The Importance of Blocks for NBA Defenses, Over Time

Introduction

I have always been ambivalent on how I feel about blocking shots. On one hand, they are really cool. Seeing someone send a shot into the fifth row or watching Anthony Davis recover and get hand on a shot just in time is fun. Perhaps the most important play of LeBron's entire career was a block. At the same time, blocks mean more shooting fouls, and blocks don't often result in a defensive rebound.

My interest in blocks continues in this post: I will be looking at the relationship between blocks and defensive rating, both measured at the player level. Both are per 100 possessions statistics: How many blocks did they have in 100 possessions? How many points did they allow in 100 possessions (see the Basketball-Reference glossary)?

My primary interest here is looking at the relationship over time. Are blocks more central to the quality of a defense now than they used to be? The quality of defense will be measured by defensive rating—the number of points a player is estimated to have allowed per 100 possessions. For this reason, a better defensive rating is a smaller number.
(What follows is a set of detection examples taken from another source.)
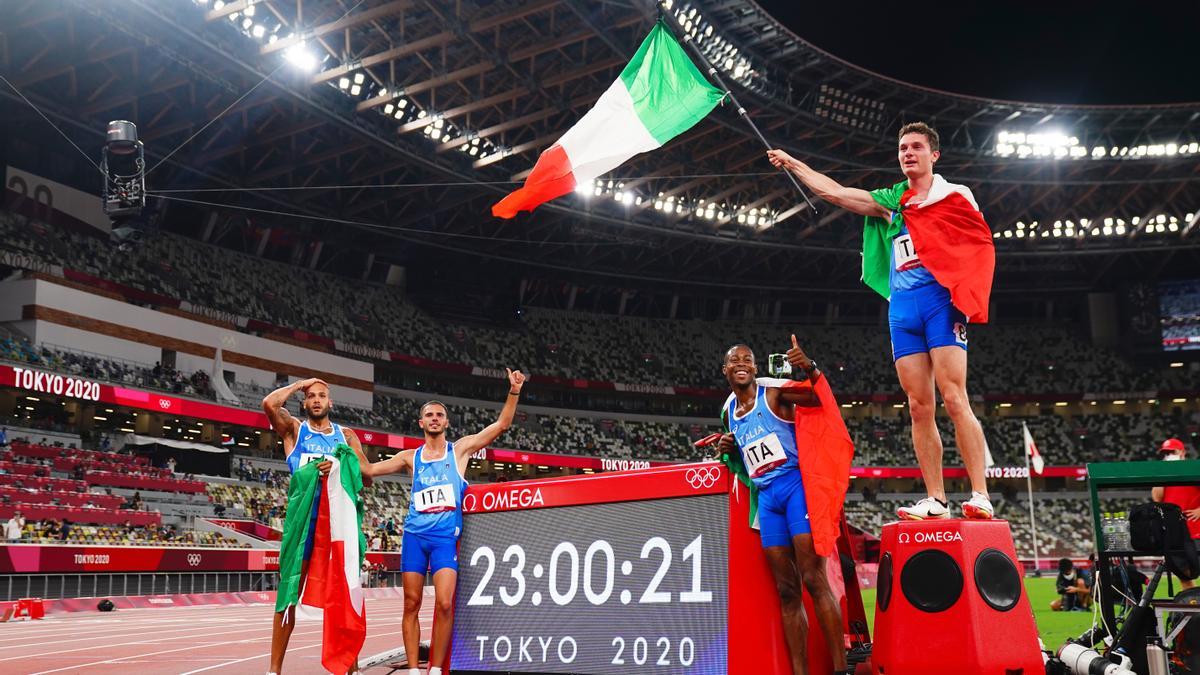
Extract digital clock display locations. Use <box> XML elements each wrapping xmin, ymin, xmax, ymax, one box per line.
<box><xmin>450</xmin><ymin>494</ymin><xmax>730</xmax><ymax>674</ymax></box>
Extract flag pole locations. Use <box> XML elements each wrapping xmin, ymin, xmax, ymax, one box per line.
<box><xmin>658</xmin><ymin>0</ymin><xmax>820</xmax><ymax>215</ymax></box>
<box><xmin>1021</xmin><ymin>422</ymin><xmax>1042</xmax><ymax>575</ymax></box>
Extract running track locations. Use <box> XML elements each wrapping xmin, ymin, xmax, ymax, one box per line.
<box><xmin>0</xmin><ymin>597</ymin><xmax>433</xmax><ymax>675</ymax></box>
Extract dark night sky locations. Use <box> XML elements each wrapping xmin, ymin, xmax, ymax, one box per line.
<box><xmin>758</xmin><ymin>0</ymin><xmax>1200</xmax><ymax>104</ymax></box>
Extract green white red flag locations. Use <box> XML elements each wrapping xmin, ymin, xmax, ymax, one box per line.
<box><xmin>492</xmin><ymin>20</ymin><xmax>725</xmax><ymax>219</ymax></box>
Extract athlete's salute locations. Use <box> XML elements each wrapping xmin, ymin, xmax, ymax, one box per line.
<box><xmin>362</xmin><ymin>370</ymin><xmax>526</xmax><ymax>675</ymax></box>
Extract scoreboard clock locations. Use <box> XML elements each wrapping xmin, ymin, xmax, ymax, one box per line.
<box><xmin>450</xmin><ymin>464</ymin><xmax>859</xmax><ymax>675</ymax></box>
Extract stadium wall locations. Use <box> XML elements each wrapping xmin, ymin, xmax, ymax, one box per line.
<box><xmin>0</xmin><ymin>279</ymin><xmax>374</xmax><ymax>408</ymax></box>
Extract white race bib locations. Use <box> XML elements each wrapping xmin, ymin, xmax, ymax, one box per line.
<box><xmin>742</xmin><ymin>434</ymin><xmax>787</xmax><ymax>478</ymax></box>
<box><xmin>892</xmin><ymin>232</ymin><xmax>920</xmax><ymax>271</ymax></box>
<box><xmin>413</xmin><ymin>483</ymin><xmax>458</xmax><ymax>513</ymax></box>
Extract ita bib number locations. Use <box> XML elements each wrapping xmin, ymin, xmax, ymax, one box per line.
<box><xmin>892</xmin><ymin>232</ymin><xmax>920</xmax><ymax>271</ymax></box>
<box><xmin>742</xmin><ymin>434</ymin><xmax>787</xmax><ymax>478</ymax></box>
<box><xmin>413</xmin><ymin>483</ymin><xmax>458</xmax><ymax>513</ymax></box>
<box><xmin>300</xmin><ymin>453</ymin><xmax>329</xmax><ymax>466</ymax></box>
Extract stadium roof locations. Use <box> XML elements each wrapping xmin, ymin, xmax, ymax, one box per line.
<box><xmin>0</xmin><ymin>0</ymin><xmax>1200</xmax><ymax>292</ymax></box>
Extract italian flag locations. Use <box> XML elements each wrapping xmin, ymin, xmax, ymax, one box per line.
<box><xmin>863</xmin><ymin>174</ymin><xmax>996</xmax><ymax>323</ymax></box>
<box><xmin>492</xmin><ymin>20</ymin><xmax>724</xmax><ymax>219</ymax></box>
<box><xmin>1021</xmin><ymin>422</ymin><xmax>1046</xmax><ymax>476</ymax></box>
<box><xmin>721</xmin><ymin>372</ymin><xmax>854</xmax><ymax>556</ymax></box>
<box><xmin>275</xmin><ymin>444</ymin><xmax>367</xmax><ymax>674</ymax></box>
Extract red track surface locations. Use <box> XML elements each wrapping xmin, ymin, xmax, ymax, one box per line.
<box><xmin>0</xmin><ymin>593</ymin><xmax>433</xmax><ymax>675</ymax></box>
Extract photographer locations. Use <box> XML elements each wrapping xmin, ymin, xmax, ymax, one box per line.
<box><xmin>1050</xmin><ymin>557</ymin><xmax>1092</xmax><ymax>611</ymax></box>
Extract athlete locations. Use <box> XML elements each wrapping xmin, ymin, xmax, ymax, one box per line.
<box><xmin>767</xmin><ymin>123</ymin><xmax>996</xmax><ymax>520</ymax></box>
<box><xmin>263</xmin><ymin>377</ymin><xmax>370</xmax><ymax>675</ymax></box>
<box><xmin>718</xmin><ymin>335</ymin><xmax>846</xmax><ymax>675</ymax></box>
<box><xmin>364</xmin><ymin>370</ymin><xmax>526</xmax><ymax>675</ymax></box>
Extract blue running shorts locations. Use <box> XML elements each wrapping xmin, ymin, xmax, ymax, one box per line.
<box><xmin>758</xmin><ymin>468</ymin><xmax>812</xmax><ymax>549</ymax></box>
<box><xmin>888</xmin><ymin>283</ymin><xmax>967</xmax><ymax>360</ymax></box>
<box><xmin>400</xmin><ymin>531</ymin><xmax>458</xmax><ymax>575</ymax></box>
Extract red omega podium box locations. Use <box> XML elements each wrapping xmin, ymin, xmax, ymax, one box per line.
<box><xmin>450</xmin><ymin>462</ymin><xmax>865</xmax><ymax>675</ymax></box>
<box><xmin>871</xmin><ymin>520</ymin><xmax>1045</xmax><ymax>675</ymax></box>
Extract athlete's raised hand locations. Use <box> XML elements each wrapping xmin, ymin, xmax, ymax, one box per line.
<box><xmin>787</xmin><ymin>334</ymin><xmax>812</xmax><ymax>372</ymax></box>
<box><xmin>767</xmin><ymin>149</ymin><xmax>796</xmax><ymax>171</ymax></box>
<box><xmin>296</xmin><ymin>377</ymin><xmax>329</xmax><ymax>392</ymax></box>
<box><xmin>504</xmin><ymin>368</ymin><xmax>526</xmax><ymax>394</ymax></box>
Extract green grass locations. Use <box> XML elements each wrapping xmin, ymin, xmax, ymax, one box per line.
<box><xmin>863</xmin><ymin>577</ymin><xmax>1178</xmax><ymax>650</ymax></box>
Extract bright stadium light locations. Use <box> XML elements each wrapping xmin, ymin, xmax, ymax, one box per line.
<box><xmin>283</xmin><ymin>42</ymin><xmax>317</xmax><ymax>71</ymax></box>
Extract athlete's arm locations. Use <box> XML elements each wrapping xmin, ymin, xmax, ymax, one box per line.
<box><xmin>779</xmin><ymin>335</ymin><xmax>821</xmax><ymax>407</ymax></box>
<box><xmin>361</xmin><ymin>450</ymin><xmax>416</xmax><ymax>478</ymax></box>
<box><xmin>767</xmin><ymin>150</ymin><xmax>890</xmax><ymax>219</ymax></box>
<box><xmin>454</xmin><ymin>369</ymin><xmax>526</xmax><ymax>461</ymax></box>
<box><xmin>342</xmin><ymin>426</ymin><xmax>373</xmax><ymax>488</ymax></box>
<box><xmin>263</xmin><ymin>377</ymin><xmax>325</xmax><ymax>455</ymax></box>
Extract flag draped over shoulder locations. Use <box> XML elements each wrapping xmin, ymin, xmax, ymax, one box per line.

There is some reason for why blocks might be more important now than they used to be. In the 2001-2002 NBA season, the NBA changed a bunch of rules, many relating to defense. There were two rules in particular that changed how people could play defense (quoting from the link above): “Illegal defense guidelines will be eliminated in their entirety,” and “A new defensive three-second rule will prohibit a defensive player from remaining in the lane for more than three consecutive seconds without closely guarding an offensive player.” This meant that people could start playing zone defense, as long as the defense didn't park guys in the paint for longer than three seconds. This also means blocking shots became a skill that took self-control: You had to be able to slide into place when necessary to block shots—you couldn't just stand there in the paint and wait for guys to swat.

Other rules made it more likely that guys were going to be able to drive past backcourt players and reach the paint: “No contact with either hands or forearms by defenders except in the frontcourt below the free throw line extended in which case the defender may use his forearm only.” So, have blocks grown more important for a defense over time?

Analysis Details

I looked at every NBA player in every season from 1989 to 2016, but players were only included if they played more than 499 minutes in a season. If you are interested in getting this data, you can see my code for scraping Basketball-Reference—along with the rest of this code for this blog post—over at GitHub.
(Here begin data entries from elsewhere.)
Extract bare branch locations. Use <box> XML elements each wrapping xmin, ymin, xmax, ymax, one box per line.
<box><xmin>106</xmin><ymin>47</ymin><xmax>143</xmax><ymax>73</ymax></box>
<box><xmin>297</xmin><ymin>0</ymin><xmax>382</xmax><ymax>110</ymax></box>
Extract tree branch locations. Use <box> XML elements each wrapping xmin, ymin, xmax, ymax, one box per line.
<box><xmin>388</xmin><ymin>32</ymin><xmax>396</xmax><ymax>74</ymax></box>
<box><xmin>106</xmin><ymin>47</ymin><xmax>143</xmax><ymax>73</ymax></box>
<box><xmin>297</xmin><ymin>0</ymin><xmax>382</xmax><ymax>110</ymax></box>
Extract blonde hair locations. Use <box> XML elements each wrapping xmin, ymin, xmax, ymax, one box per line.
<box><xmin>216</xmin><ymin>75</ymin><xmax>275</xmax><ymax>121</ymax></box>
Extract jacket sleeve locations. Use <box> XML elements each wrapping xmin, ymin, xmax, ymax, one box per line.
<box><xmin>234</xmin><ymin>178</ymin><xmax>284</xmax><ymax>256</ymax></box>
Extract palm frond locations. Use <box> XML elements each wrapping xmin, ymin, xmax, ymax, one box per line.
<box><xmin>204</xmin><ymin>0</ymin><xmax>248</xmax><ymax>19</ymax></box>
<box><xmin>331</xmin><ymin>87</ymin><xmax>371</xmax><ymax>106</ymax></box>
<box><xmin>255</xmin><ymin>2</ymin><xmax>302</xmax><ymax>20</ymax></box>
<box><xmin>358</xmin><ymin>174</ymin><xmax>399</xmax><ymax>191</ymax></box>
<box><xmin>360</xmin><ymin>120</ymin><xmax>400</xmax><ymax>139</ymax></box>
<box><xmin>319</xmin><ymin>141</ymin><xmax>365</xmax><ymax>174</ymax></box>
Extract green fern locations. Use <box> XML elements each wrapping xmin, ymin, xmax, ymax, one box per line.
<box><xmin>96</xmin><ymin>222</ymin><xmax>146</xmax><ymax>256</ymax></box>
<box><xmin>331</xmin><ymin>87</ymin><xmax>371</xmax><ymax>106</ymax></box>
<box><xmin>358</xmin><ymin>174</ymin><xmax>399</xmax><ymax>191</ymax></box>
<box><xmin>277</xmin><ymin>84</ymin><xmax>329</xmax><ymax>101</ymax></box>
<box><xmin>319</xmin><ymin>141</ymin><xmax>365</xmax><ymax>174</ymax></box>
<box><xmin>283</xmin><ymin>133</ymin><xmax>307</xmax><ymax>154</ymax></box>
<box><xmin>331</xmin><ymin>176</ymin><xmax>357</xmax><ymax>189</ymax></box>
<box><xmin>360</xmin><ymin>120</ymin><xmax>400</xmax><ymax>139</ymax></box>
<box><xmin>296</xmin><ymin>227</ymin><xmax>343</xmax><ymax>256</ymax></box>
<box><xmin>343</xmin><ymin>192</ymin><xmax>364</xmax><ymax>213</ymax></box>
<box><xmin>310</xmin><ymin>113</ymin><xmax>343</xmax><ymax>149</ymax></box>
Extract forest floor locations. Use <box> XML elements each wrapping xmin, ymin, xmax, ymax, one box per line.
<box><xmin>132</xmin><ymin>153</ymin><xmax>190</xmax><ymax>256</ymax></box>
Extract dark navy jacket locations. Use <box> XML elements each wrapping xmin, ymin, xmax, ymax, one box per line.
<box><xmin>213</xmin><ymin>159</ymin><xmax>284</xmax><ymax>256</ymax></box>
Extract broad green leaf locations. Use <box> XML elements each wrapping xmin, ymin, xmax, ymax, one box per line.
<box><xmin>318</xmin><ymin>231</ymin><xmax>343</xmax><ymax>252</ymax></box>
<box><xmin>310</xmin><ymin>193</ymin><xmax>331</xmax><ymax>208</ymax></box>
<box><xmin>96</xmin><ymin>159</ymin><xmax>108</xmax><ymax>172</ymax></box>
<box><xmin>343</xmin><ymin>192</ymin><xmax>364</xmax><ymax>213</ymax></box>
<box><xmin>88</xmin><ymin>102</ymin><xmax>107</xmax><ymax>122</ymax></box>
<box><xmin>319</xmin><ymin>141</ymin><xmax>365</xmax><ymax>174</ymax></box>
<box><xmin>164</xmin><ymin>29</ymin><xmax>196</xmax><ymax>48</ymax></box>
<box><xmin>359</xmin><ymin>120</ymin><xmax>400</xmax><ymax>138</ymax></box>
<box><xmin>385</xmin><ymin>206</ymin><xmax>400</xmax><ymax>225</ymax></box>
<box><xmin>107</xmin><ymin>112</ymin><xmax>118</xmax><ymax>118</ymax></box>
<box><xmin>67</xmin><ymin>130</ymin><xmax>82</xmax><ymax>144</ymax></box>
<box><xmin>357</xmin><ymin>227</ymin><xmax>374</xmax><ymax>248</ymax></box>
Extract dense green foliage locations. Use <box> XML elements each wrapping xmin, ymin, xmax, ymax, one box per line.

I fit a Bayesian multilevel model to look at this, using the brms package, which interfaces with Stan from R. I predicted a player's defensive rating from how many blocks they had per 100 possessions, what season it was, and the interaction between the two (which tests the idea that the relationship has changed over time). I also allowed the intercept and relationship between blocks and defensive rating to vary by player. I made the first year in the data, 1989, the intercept (e.g., subtracted 1989 from the year variable) and specified some pretty standard, weakly-informative priors, as well:

brm(drtg ~ blkp100*year + (1+blkp100|player),
    prior=c(set_prior("normal(0,5)", class="b"),
            set_prior("student_t(3,0,10)", class="sd"),
            set_prior("lkj(2)", class="cor")),
    data=dat, warmup=1000, iter=2000, chains=4)

Results

The probability that the relationship between blocks and defensive rating depends on year, given the data (and the priors), is greater than 0.9999. So what does this look like? Let's look at the relationship at 1989, 1998, 2007, and 2016:

Year Slope
1989 -1.04
1998 -1.48
2007 -1.92
2016 -2.36

Our model says that, in 1989, for each block someone had in 100 possessions, they allowed about 1.04 fewer points per 100 possessions. In 2016? This estimate more than doubled: For every block someone had in 100 possessions, they allowed about 2.36 fewer points per 100 possessions! Here is what these slopes look like graphically:

plot of chunk plot

However, the model assumes a linear change in the relationship between blocks and defensive rating per year. What if there was an “elbow” (i.e., drop-off) in this curve in 2002, when the rules changed? That is, maybe there was a relatively stable relationship between blocks and defensive rating until 2002, when it quickly became stronger. To investigate this, I correlated blocks per 100 possessions and defensive rating in each year separately. Then, I graphed those correlations by year. (Note: Some might argue a piecewise latent growth curve model is the appropriate test here; for brevity and simplicity's sake, I chose to take a more descriptive approach here).

plot of chunk next-plot

It is hard to tell specifically where the elbow is occuring, but it does look like there is less importance of blocks before the rule change (i.e., the correlation was getting closer to zero), whereas after the rule change, the correlation was getting stronger (e.g., getting more and more negative).

Conclusion

It looks like blocks are not only cool, but especially relevant for players to perform well defensively in recent years. A consequence of the rule changes in 2001-2002 is that blocks are more important now for individual defensive performance than they were in the past.